San León Magno nos ayuda a profundizar en el suceso: „«Lo que era visible en nuestro Salvador ha pasado ahora a sus misterios». ¿A qué misterios? A los que ha confiado a su Iglesia. El gesto de bendición se despliega en la liturgia, las huellas sobre tierra marcan el camino de los sacramentos.
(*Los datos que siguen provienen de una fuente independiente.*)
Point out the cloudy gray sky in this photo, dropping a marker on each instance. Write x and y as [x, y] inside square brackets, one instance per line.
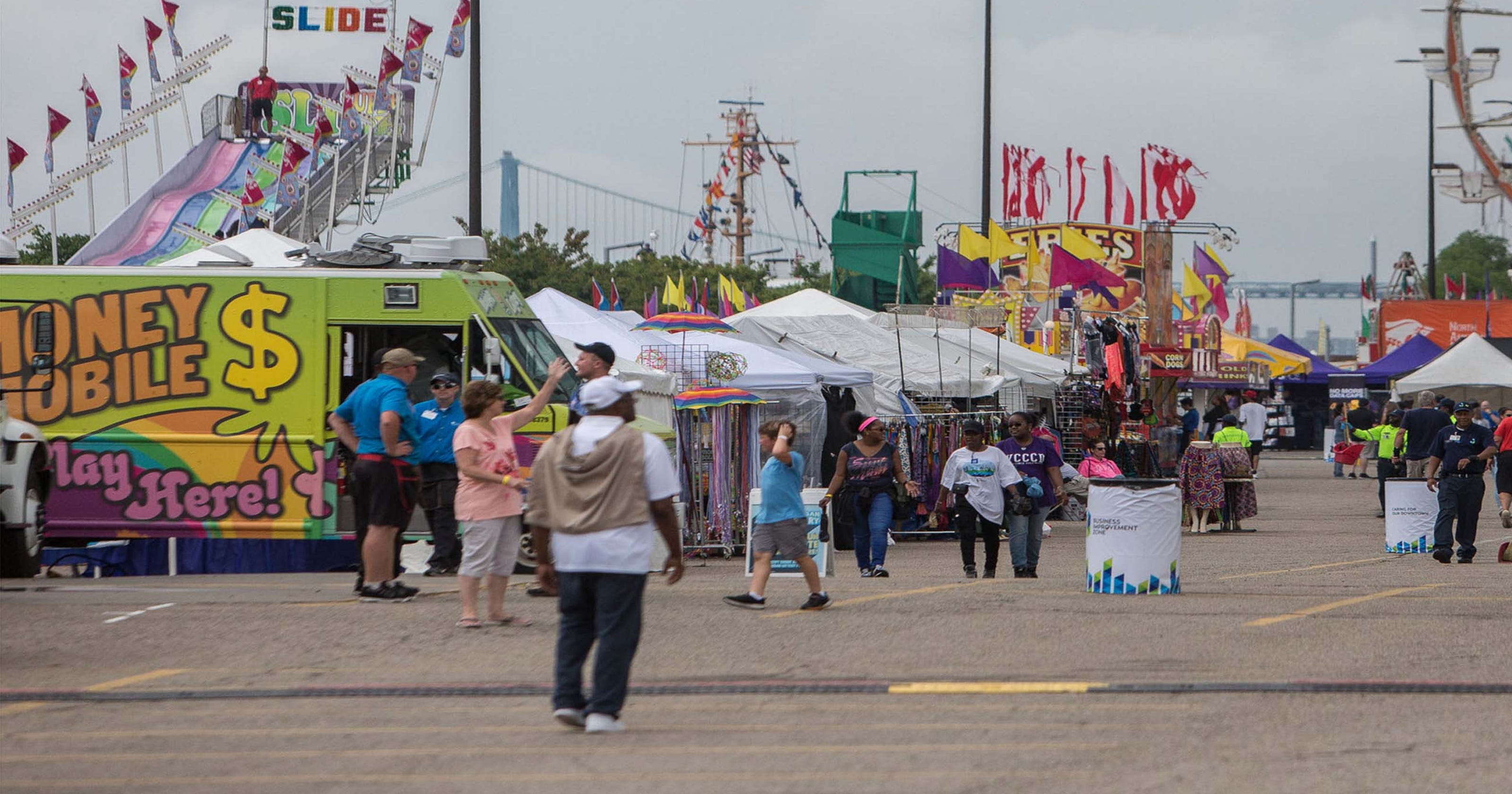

Y es un camino que conduce a la plenitud del definitivo encuentro con Dios.
Los Apóstoles habrán tenido tiempo para habituarse al otro modo de ser de su Maestro a lo largo de aquellos cuarenta días, en los que el Señor —nos dicen los exegetas— no “se aparece”, sino que —en fiel traducción literal— “se deja ver”. Ahora, en ese postrer encuentro, se renueva el asombro. Porque ahora descubren que, en adelante, no sólo anunciarán la Palabra, sino que infundirán vida y salud, con el gesto visible y la palabra audible: en el bautismo y en los demás sacramentos.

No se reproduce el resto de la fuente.